Contributing Guide

Contributing to mLLMCelltype

Thank you for your interest in contributing to mLLMCelltype! This guide will help you understand how to contribute to the project effectively.

Getting Started

Fork and Clone the Repository

Fork the mLLMCelltype repository on GitHub
Clone your fork to your local machine:

git clone https://github.com/YOUR-USERNAME/mLLMCelltype.git
cd mLLMCelltype

Add the original repository as an upstream remote:

git remote add upstream https://github.com/cafferychen777/mLLMCelltype.git

Setting Up the Development Environment

For R package development:

# Install required packages for development
install.packages(c("devtools", "roxygen2", "testthat", "knitr", "rmarkdown"))

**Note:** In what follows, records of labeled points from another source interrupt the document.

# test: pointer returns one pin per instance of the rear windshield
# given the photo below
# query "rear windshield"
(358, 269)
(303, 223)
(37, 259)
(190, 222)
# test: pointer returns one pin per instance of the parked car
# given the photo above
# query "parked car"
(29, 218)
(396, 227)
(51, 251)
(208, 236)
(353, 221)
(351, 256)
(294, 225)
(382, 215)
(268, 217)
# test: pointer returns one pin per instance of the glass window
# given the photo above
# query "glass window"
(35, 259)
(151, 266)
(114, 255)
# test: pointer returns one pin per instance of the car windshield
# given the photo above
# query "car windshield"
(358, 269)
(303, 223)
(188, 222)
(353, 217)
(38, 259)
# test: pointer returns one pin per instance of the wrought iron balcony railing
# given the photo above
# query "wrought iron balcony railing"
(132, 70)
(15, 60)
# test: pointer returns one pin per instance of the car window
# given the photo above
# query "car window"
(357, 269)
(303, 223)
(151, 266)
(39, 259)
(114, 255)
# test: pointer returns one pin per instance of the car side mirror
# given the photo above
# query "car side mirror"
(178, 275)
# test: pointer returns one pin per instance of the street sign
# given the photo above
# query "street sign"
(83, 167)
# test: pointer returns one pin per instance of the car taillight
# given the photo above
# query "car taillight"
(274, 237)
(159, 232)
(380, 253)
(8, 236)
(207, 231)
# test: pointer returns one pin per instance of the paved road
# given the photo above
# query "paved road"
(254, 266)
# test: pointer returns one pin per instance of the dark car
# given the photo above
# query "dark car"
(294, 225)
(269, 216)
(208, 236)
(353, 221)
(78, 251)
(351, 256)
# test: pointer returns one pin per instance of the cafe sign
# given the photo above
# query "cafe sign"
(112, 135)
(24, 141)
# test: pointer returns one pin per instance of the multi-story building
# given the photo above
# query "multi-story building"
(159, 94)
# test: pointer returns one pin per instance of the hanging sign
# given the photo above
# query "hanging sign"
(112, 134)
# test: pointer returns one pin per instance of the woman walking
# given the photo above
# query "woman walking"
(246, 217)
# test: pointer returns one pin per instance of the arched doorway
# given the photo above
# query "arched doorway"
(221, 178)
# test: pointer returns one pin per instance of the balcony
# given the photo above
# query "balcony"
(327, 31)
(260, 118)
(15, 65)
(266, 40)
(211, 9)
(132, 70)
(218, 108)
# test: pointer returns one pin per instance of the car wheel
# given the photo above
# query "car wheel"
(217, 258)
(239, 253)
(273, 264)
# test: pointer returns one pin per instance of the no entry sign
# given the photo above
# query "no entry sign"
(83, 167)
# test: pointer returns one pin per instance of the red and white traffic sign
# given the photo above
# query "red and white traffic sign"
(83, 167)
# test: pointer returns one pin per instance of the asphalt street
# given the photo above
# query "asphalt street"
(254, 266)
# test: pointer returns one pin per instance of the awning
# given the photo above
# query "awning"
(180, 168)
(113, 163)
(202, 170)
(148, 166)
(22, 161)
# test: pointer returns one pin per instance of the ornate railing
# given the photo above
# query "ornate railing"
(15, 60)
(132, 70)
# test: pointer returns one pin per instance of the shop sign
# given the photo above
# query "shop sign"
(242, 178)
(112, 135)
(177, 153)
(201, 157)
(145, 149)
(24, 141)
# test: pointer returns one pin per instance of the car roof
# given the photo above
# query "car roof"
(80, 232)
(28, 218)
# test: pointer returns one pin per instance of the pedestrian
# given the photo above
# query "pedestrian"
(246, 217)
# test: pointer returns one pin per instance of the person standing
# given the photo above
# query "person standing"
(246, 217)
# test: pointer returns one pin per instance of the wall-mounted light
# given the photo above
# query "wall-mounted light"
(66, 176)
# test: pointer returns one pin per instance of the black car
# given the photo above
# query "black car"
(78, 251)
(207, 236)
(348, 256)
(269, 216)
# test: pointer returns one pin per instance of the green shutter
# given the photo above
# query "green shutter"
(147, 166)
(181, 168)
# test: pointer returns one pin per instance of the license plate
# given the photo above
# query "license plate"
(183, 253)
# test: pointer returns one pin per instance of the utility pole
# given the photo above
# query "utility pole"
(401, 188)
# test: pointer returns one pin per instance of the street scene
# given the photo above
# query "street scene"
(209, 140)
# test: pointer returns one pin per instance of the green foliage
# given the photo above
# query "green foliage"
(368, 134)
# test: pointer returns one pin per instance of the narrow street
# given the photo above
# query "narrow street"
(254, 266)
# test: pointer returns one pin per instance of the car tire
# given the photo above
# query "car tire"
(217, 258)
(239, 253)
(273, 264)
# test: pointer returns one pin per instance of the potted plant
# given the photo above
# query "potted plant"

# Install the package in development mode
devtools::install_dev("R")

Project Structure

The mLLMCelltype project has the following structure:

mLLMCelltype/
├── R/                  # R package source code
│   ├── R/              # R functions
│   ├── man/            # Documentation
│   ├── tests/          # Unit tests
│   ├── vignettes/      # Package vignettes
│   └── DESCRIPTION     # Package metadata
├── python/             # Python package source code
├── .github/            # GitHub workflows and templates
├── assets/             # Images and other assets
├── examples/           # Example notebooks and scripts
└── README.md           # Project overview

Development Workflow

Creating a New Feature

Create a new branch for your feature:

git checkout -b feature/your-feature-name

Make your changes to the codebase
Add and commit your changes:

git add .
git commit -m "Add your descriptive commit message here"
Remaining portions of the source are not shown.